Scientists of Prevention and Disease Control Centres have confirmed that, if contracted during the first months of pregnancy, by Zika virus infection increases the risk of microcephaly in the child. The article reported 476 cases of microcephaly in South America from January to November 2016, four times those recorded in the same period in 2015. Much of this is connected with two infections occurred in the first trimester of pregnancy, up early in the second.
The peak of microcephalic children in Colombia was in July 2016, with 94 cases. The event is linked to the peak of infections Zika came 24 weeks before the month concerned, then to January. The period corresponds more or less at the end of the first quarter and the beginning of the second of the women involved, which suggests that the infection has taken place in that period.
The authors, however, point out that it based the study on cases of microcephaly at birth.
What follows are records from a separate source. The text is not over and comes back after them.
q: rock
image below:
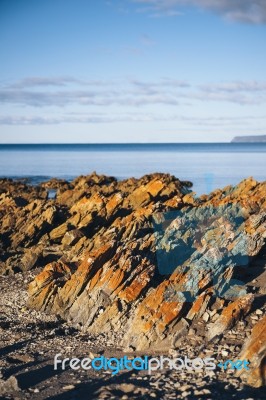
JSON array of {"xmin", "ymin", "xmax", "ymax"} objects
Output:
[
  {"xmin": 207, "ymin": 294, "xmax": 254, "ymax": 340},
  {"xmin": 62, "ymin": 385, "xmax": 75, "ymax": 390},
  {"xmin": 0, "ymin": 173, "xmax": 266, "ymax": 390},
  {"xmin": 236, "ymin": 316, "xmax": 266, "ymax": 387}
]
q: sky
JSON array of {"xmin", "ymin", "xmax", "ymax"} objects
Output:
[{"xmin": 0, "ymin": 0, "xmax": 266, "ymax": 143}]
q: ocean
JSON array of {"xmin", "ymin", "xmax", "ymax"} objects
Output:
[{"xmin": 0, "ymin": 143, "xmax": 266, "ymax": 195}]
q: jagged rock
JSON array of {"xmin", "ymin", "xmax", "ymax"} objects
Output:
[
  {"xmin": 0, "ymin": 173, "xmax": 266, "ymax": 388},
  {"xmin": 0, "ymin": 376, "xmax": 20, "ymax": 395},
  {"xmin": 236, "ymin": 316, "xmax": 266, "ymax": 387}
]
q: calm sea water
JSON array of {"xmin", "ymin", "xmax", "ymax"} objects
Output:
[{"xmin": 0, "ymin": 143, "xmax": 266, "ymax": 194}]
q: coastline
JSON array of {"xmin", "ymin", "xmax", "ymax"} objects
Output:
[{"xmin": 0, "ymin": 173, "xmax": 266, "ymax": 399}]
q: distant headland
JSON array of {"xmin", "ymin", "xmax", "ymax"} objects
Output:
[{"xmin": 232, "ymin": 135, "xmax": 266, "ymax": 143}]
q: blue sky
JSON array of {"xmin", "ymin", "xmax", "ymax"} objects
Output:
[{"xmin": 0, "ymin": 0, "xmax": 266, "ymax": 143}]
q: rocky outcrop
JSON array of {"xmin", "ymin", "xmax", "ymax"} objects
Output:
[{"xmin": 0, "ymin": 173, "xmax": 266, "ymax": 385}]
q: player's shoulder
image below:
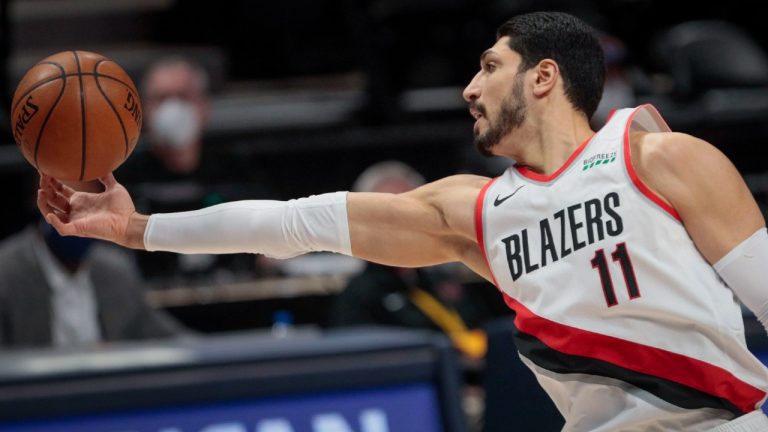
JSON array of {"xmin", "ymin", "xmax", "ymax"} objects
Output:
[
  {"xmin": 418, "ymin": 174, "xmax": 491, "ymax": 196},
  {"xmin": 630, "ymin": 132, "xmax": 724, "ymax": 174}
]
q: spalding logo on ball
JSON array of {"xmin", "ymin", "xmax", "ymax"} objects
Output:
[{"xmin": 11, "ymin": 51, "xmax": 142, "ymax": 181}]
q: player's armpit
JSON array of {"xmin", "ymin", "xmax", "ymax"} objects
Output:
[
  {"xmin": 632, "ymin": 133, "xmax": 765, "ymax": 264},
  {"xmin": 348, "ymin": 176, "xmax": 487, "ymax": 267}
]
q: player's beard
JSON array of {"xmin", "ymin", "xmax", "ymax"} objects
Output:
[{"xmin": 475, "ymin": 72, "xmax": 528, "ymax": 156}]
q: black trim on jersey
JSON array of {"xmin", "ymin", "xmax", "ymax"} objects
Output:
[{"xmin": 514, "ymin": 322, "xmax": 744, "ymax": 416}]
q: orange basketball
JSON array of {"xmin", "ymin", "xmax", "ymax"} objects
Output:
[{"xmin": 11, "ymin": 51, "xmax": 142, "ymax": 181}]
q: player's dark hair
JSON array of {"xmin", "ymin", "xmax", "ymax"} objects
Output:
[{"xmin": 496, "ymin": 12, "xmax": 605, "ymax": 118}]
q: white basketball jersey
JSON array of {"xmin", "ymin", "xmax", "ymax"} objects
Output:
[{"xmin": 476, "ymin": 105, "xmax": 768, "ymax": 431}]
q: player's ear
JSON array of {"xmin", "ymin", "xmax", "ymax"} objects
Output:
[{"xmin": 533, "ymin": 59, "xmax": 560, "ymax": 97}]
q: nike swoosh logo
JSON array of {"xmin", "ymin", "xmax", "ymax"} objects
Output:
[{"xmin": 493, "ymin": 185, "xmax": 525, "ymax": 207}]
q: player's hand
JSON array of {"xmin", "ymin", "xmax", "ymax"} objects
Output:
[{"xmin": 37, "ymin": 173, "xmax": 148, "ymax": 248}]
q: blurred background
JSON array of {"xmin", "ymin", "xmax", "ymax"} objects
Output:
[{"xmin": 0, "ymin": 0, "xmax": 768, "ymax": 431}]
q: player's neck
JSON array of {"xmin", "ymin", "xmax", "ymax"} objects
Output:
[{"xmin": 509, "ymin": 110, "xmax": 594, "ymax": 175}]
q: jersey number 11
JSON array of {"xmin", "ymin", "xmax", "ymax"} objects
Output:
[{"xmin": 590, "ymin": 243, "xmax": 640, "ymax": 307}]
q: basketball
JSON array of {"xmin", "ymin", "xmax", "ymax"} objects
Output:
[{"xmin": 11, "ymin": 51, "xmax": 142, "ymax": 181}]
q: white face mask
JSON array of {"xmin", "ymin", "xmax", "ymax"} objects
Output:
[{"xmin": 149, "ymin": 98, "xmax": 202, "ymax": 148}]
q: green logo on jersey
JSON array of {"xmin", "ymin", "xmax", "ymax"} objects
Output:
[{"xmin": 581, "ymin": 152, "xmax": 616, "ymax": 171}]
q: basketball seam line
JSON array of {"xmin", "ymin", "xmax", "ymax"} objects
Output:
[
  {"xmin": 33, "ymin": 63, "xmax": 67, "ymax": 170},
  {"xmin": 12, "ymin": 62, "xmax": 67, "ymax": 112},
  {"xmin": 13, "ymin": 72, "xmax": 134, "ymax": 111},
  {"xmin": 72, "ymin": 51, "xmax": 87, "ymax": 181},
  {"xmin": 93, "ymin": 60, "xmax": 128, "ymax": 160}
]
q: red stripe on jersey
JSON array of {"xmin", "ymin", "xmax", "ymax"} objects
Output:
[
  {"xmin": 504, "ymin": 294, "xmax": 766, "ymax": 413},
  {"xmin": 624, "ymin": 105, "xmax": 682, "ymax": 222},
  {"xmin": 475, "ymin": 177, "xmax": 499, "ymax": 288},
  {"xmin": 515, "ymin": 134, "xmax": 595, "ymax": 183}
]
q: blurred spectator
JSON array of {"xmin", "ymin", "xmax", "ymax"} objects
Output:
[
  {"xmin": 330, "ymin": 161, "xmax": 486, "ymax": 358},
  {"xmin": 0, "ymin": 183, "xmax": 186, "ymax": 347},
  {"xmin": 591, "ymin": 33, "xmax": 636, "ymax": 128},
  {"xmin": 137, "ymin": 57, "xmax": 210, "ymax": 180},
  {"xmin": 116, "ymin": 57, "xmax": 271, "ymax": 286}
]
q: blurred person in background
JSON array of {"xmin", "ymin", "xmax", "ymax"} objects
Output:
[
  {"xmin": 116, "ymin": 56, "xmax": 269, "ymax": 286},
  {"xmin": 0, "ymin": 182, "xmax": 186, "ymax": 347},
  {"xmin": 329, "ymin": 161, "xmax": 486, "ymax": 358},
  {"xmin": 126, "ymin": 57, "xmax": 210, "ymax": 181}
]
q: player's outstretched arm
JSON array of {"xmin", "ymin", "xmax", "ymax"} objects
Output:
[
  {"xmin": 632, "ymin": 133, "xmax": 768, "ymax": 264},
  {"xmin": 632, "ymin": 133, "xmax": 768, "ymax": 329},
  {"xmin": 37, "ymin": 174, "xmax": 147, "ymax": 249},
  {"xmin": 38, "ymin": 171, "xmax": 488, "ymax": 277}
]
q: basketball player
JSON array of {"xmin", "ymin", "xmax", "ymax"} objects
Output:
[{"xmin": 38, "ymin": 13, "xmax": 768, "ymax": 431}]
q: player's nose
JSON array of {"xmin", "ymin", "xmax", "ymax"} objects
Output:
[{"xmin": 461, "ymin": 71, "xmax": 482, "ymax": 102}]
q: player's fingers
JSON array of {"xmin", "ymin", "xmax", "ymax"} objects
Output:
[
  {"xmin": 51, "ymin": 179, "xmax": 75, "ymax": 199},
  {"xmin": 37, "ymin": 189, "xmax": 53, "ymax": 217},
  {"xmin": 37, "ymin": 189, "xmax": 69, "ymax": 221},
  {"xmin": 45, "ymin": 212, "xmax": 77, "ymax": 235},
  {"xmin": 46, "ymin": 193, "xmax": 71, "ymax": 213},
  {"xmin": 99, "ymin": 173, "xmax": 117, "ymax": 190}
]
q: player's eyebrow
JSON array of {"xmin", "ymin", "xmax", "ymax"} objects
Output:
[{"xmin": 480, "ymin": 48, "xmax": 496, "ymax": 62}]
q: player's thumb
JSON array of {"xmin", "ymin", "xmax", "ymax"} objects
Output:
[{"xmin": 99, "ymin": 173, "xmax": 117, "ymax": 190}]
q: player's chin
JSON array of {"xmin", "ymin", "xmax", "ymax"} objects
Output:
[{"xmin": 474, "ymin": 134, "xmax": 495, "ymax": 157}]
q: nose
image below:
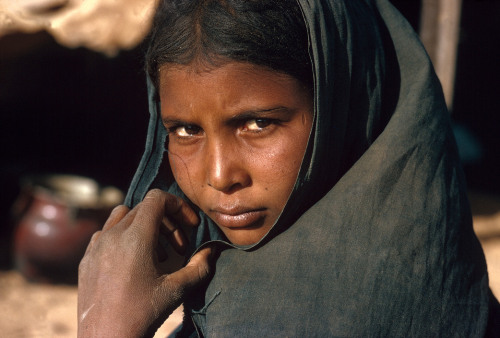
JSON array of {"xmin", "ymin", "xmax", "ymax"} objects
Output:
[{"xmin": 205, "ymin": 140, "xmax": 252, "ymax": 193}]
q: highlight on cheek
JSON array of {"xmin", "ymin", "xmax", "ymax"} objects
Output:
[{"xmin": 243, "ymin": 119, "xmax": 276, "ymax": 132}]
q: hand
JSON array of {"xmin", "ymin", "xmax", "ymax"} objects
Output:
[{"xmin": 78, "ymin": 190, "xmax": 213, "ymax": 337}]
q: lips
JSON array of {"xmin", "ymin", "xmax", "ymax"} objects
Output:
[{"xmin": 210, "ymin": 208, "xmax": 265, "ymax": 228}]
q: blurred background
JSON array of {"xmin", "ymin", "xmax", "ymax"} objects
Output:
[{"xmin": 0, "ymin": 0, "xmax": 500, "ymax": 337}]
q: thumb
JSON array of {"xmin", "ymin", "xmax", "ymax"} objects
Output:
[{"xmin": 157, "ymin": 246, "xmax": 215, "ymax": 309}]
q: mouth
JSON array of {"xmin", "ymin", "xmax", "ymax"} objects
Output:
[{"xmin": 210, "ymin": 208, "xmax": 266, "ymax": 229}]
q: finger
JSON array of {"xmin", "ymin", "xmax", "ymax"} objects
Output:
[
  {"xmin": 131, "ymin": 189, "xmax": 198, "ymax": 243},
  {"xmin": 165, "ymin": 247, "xmax": 215, "ymax": 293},
  {"xmin": 102, "ymin": 205, "xmax": 130, "ymax": 231},
  {"xmin": 85, "ymin": 231, "xmax": 101, "ymax": 255},
  {"xmin": 160, "ymin": 217, "xmax": 188, "ymax": 255},
  {"xmin": 156, "ymin": 234, "xmax": 168, "ymax": 262}
]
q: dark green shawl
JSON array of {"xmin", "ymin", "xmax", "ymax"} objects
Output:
[{"xmin": 127, "ymin": 0, "xmax": 494, "ymax": 337}]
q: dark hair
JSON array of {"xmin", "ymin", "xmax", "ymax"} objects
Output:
[{"xmin": 146, "ymin": 0, "xmax": 313, "ymax": 89}]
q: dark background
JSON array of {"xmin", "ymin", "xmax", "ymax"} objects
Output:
[{"xmin": 0, "ymin": 0, "xmax": 500, "ymax": 265}]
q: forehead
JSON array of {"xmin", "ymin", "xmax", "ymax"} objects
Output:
[{"xmin": 159, "ymin": 62, "xmax": 309, "ymax": 115}]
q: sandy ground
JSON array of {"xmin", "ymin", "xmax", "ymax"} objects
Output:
[{"xmin": 0, "ymin": 193, "xmax": 500, "ymax": 338}]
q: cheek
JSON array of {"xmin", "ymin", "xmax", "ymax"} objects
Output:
[
  {"xmin": 168, "ymin": 151, "xmax": 197, "ymax": 203},
  {"xmin": 253, "ymin": 134, "xmax": 307, "ymax": 197}
]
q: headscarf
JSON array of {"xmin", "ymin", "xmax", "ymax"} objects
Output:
[{"xmin": 127, "ymin": 0, "xmax": 496, "ymax": 337}]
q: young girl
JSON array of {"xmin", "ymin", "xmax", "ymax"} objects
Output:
[{"xmin": 79, "ymin": 0, "xmax": 497, "ymax": 337}]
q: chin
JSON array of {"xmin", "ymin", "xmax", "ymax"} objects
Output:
[{"xmin": 221, "ymin": 227, "xmax": 269, "ymax": 245}]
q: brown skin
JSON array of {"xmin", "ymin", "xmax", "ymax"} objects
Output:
[
  {"xmin": 78, "ymin": 190, "xmax": 211, "ymax": 337},
  {"xmin": 78, "ymin": 62, "xmax": 313, "ymax": 337},
  {"xmin": 160, "ymin": 62, "xmax": 313, "ymax": 245}
]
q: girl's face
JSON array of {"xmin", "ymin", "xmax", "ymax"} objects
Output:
[{"xmin": 160, "ymin": 62, "xmax": 313, "ymax": 245}]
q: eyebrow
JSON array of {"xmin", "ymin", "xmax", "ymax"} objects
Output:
[{"xmin": 161, "ymin": 106, "xmax": 292, "ymax": 125}]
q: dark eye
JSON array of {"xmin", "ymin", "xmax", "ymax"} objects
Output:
[
  {"xmin": 171, "ymin": 125, "xmax": 201, "ymax": 137},
  {"xmin": 245, "ymin": 119, "xmax": 272, "ymax": 131}
]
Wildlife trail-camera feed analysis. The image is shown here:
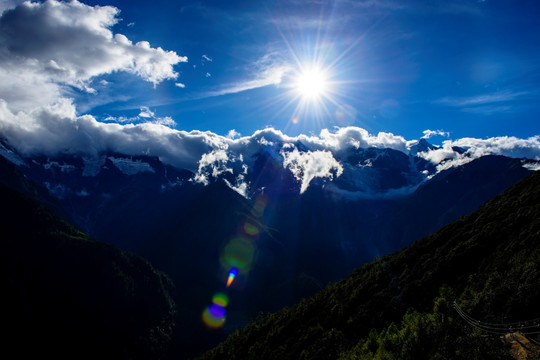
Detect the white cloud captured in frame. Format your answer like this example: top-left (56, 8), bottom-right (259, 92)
top-left (0, 91), bottom-right (540, 196)
top-left (227, 129), bottom-right (242, 139)
top-left (422, 129), bottom-right (450, 139)
top-left (139, 106), bottom-right (154, 118)
top-left (434, 90), bottom-right (530, 115)
top-left (281, 149), bottom-right (343, 194)
top-left (203, 53), bottom-right (293, 97)
top-left (0, 0), bottom-right (187, 110)
top-left (418, 136), bottom-right (540, 171)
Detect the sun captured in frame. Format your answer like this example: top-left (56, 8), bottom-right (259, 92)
top-left (294, 67), bottom-right (328, 100)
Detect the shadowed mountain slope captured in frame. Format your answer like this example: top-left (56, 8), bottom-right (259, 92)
top-left (0, 182), bottom-right (175, 359)
top-left (200, 172), bottom-right (540, 359)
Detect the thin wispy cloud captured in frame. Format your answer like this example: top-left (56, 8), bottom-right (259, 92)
top-left (201, 54), bottom-right (292, 98)
top-left (435, 90), bottom-right (528, 107)
top-left (434, 90), bottom-right (531, 115)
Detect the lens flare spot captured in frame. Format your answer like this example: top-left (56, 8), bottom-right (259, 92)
top-left (227, 268), bottom-right (238, 287)
top-left (212, 292), bottom-right (232, 308)
top-left (202, 305), bottom-right (225, 329)
top-left (221, 237), bottom-right (255, 270)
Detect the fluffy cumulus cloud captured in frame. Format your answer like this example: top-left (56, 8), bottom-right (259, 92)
top-left (0, 93), bottom-right (540, 196)
top-left (0, 0), bottom-right (187, 110)
top-left (0, 0), bottom-right (540, 196)
top-left (281, 149), bottom-right (343, 194)
top-left (418, 136), bottom-right (540, 171)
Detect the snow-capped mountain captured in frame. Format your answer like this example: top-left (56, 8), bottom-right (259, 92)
top-left (0, 134), bottom-right (538, 358)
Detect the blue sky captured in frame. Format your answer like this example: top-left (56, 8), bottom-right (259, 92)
top-left (71, 0), bottom-right (540, 138)
top-left (0, 0), bottom-right (540, 142)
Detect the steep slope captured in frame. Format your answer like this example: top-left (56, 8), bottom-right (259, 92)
top-left (200, 172), bottom-right (540, 359)
top-left (0, 183), bottom-right (175, 359)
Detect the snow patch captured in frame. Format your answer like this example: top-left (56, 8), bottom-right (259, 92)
top-left (108, 156), bottom-right (155, 175)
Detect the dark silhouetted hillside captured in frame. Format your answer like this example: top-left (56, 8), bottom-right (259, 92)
top-left (200, 172), bottom-right (540, 359)
top-left (0, 182), bottom-right (175, 359)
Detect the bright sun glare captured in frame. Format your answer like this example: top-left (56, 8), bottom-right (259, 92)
top-left (295, 68), bottom-right (327, 99)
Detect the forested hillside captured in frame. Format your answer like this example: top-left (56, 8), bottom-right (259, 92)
top-left (200, 172), bottom-right (540, 359)
top-left (0, 183), bottom-right (176, 359)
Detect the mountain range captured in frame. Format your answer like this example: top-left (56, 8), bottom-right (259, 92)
top-left (0, 138), bottom-right (537, 355)
top-left (198, 172), bottom-right (540, 360)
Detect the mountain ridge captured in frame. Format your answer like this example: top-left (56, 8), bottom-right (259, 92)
top-left (199, 169), bottom-right (540, 359)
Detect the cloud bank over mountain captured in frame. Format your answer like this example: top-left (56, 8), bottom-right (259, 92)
top-left (0, 0), bottom-right (540, 194)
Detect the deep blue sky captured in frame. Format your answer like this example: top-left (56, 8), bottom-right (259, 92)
top-left (41, 0), bottom-right (540, 139)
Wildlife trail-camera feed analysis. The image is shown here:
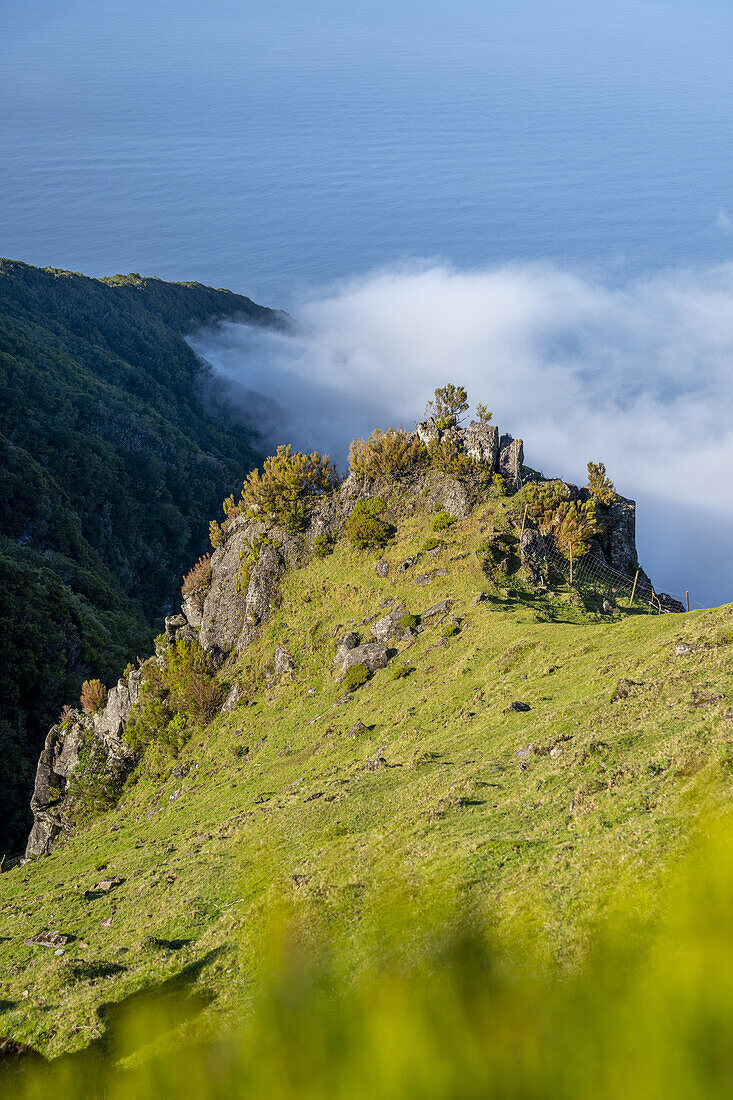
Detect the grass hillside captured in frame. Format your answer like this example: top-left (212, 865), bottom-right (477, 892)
top-left (0, 260), bottom-right (282, 854)
top-left (0, 477), bottom-right (733, 1097)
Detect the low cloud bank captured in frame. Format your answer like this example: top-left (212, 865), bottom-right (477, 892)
top-left (190, 264), bottom-right (733, 605)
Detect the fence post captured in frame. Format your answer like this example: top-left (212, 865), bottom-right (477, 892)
top-left (628, 570), bottom-right (638, 607)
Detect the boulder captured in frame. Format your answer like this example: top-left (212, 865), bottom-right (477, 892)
top-left (275, 642), bottom-right (295, 677)
top-left (237, 546), bottom-right (286, 653)
top-left (221, 683), bottom-right (244, 714)
top-left (499, 435), bottom-right (524, 493)
top-left (420, 600), bottom-right (453, 624)
top-left (25, 670), bottom-right (141, 859)
top-left (165, 615), bottom-right (188, 641)
top-left (463, 420), bottom-right (499, 470)
top-left (198, 530), bottom-right (251, 658)
top-left (336, 641), bottom-right (390, 675)
top-left (602, 497), bottom-right (638, 576)
top-left (180, 592), bottom-right (205, 630)
top-left (372, 604), bottom-right (405, 646)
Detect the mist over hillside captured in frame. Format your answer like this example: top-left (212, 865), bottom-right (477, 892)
top-left (190, 263), bottom-right (733, 606)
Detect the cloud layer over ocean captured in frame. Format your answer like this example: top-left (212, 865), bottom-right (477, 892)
top-left (190, 263), bottom-right (733, 604)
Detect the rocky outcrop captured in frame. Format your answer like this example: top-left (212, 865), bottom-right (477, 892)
top-left (499, 436), bottom-right (524, 493)
top-left (372, 604), bottom-right (406, 646)
top-left (333, 641), bottom-right (390, 675)
top-left (463, 420), bottom-right (499, 470)
top-left (25, 671), bottom-right (140, 859)
top-left (198, 530), bottom-right (252, 659)
top-left (275, 642), bottom-right (295, 677)
top-left (519, 528), bottom-right (549, 589)
top-left (26, 404), bottom-right (681, 858)
top-left (600, 497), bottom-right (638, 576)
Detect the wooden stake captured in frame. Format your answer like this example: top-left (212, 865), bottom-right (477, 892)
top-left (628, 570), bottom-right (638, 607)
top-left (519, 504), bottom-right (529, 550)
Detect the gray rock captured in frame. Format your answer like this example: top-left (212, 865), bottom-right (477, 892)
top-left (435, 479), bottom-right (471, 519)
top-left (221, 683), bottom-right (244, 714)
top-left (199, 530), bottom-right (251, 658)
top-left (275, 642), bottom-right (295, 677)
top-left (372, 604), bottom-right (405, 646)
top-left (499, 435), bottom-right (524, 493)
top-left (337, 641), bottom-right (389, 675)
top-left (463, 420), bottom-right (499, 470)
top-left (165, 615), bottom-right (188, 641)
top-left (182, 592), bottom-right (205, 630)
top-left (23, 928), bottom-right (69, 947)
top-left (420, 600), bottom-right (455, 623)
top-left (519, 527), bottom-right (549, 587)
top-left (601, 497), bottom-right (646, 579)
top-left (238, 546), bottom-right (286, 652)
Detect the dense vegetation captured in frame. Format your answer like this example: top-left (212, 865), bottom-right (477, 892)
top-left (0, 260), bottom-right (278, 855)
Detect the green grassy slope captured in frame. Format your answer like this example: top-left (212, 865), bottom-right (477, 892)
top-left (0, 260), bottom-right (277, 854)
top-left (0, 491), bottom-right (733, 1064)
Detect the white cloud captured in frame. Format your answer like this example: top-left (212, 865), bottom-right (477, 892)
top-left (192, 264), bottom-right (733, 602)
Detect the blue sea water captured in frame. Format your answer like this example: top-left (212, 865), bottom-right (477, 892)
top-left (0, 0), bottom-right (733, 308)
top-left (0, 0), bottom-right (733, 603)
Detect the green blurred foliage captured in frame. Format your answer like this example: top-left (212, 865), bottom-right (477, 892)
top-left (9, 823), bottom-right (733, 1100)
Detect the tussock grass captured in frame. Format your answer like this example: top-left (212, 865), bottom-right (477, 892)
top-left (0, 499), bottom-right (733, 1097)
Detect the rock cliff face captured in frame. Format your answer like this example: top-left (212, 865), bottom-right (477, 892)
top-left (25, 672), bottom-right (140, 859)
top-left (25, 420), bottom-right (681, 858)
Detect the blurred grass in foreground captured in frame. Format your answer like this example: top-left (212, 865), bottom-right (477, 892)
top-left (6, 823), bottom-right (733, 1100)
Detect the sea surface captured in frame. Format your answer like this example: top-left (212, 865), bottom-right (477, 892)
top-left (0, 0), bottom-right (733, 603)
top-left (0, 0), bottom-right (733, 308)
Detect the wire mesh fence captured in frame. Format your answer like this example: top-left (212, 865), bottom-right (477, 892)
top-left (512, 521), bottom-right (688, 615)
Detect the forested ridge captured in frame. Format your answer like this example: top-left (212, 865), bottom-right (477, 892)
top-left (0, 260), bottom-right (277, 854)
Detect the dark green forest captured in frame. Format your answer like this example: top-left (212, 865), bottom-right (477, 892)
top-left (0, 260), bottom-right (277, 856)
They have in fact counted children who demonstrated microcephaly months after birth. According to a Brazilian study, it would be a serious oversight, since there would be several cases of congenital infection Zika become manifest only in the postnatal period and therefore not detectable by prenatal testing.
The Centers for Prevention and Disease Control reported an increase in cases of Zika, even outside of the epicenter in Brazil. On the other hand, there was a decrease of waterborne infections by mosquitoes, at least in Miami. The credit would also be of reduced travel to the areas affected by the phenomenon, as recommended in August by the authorities.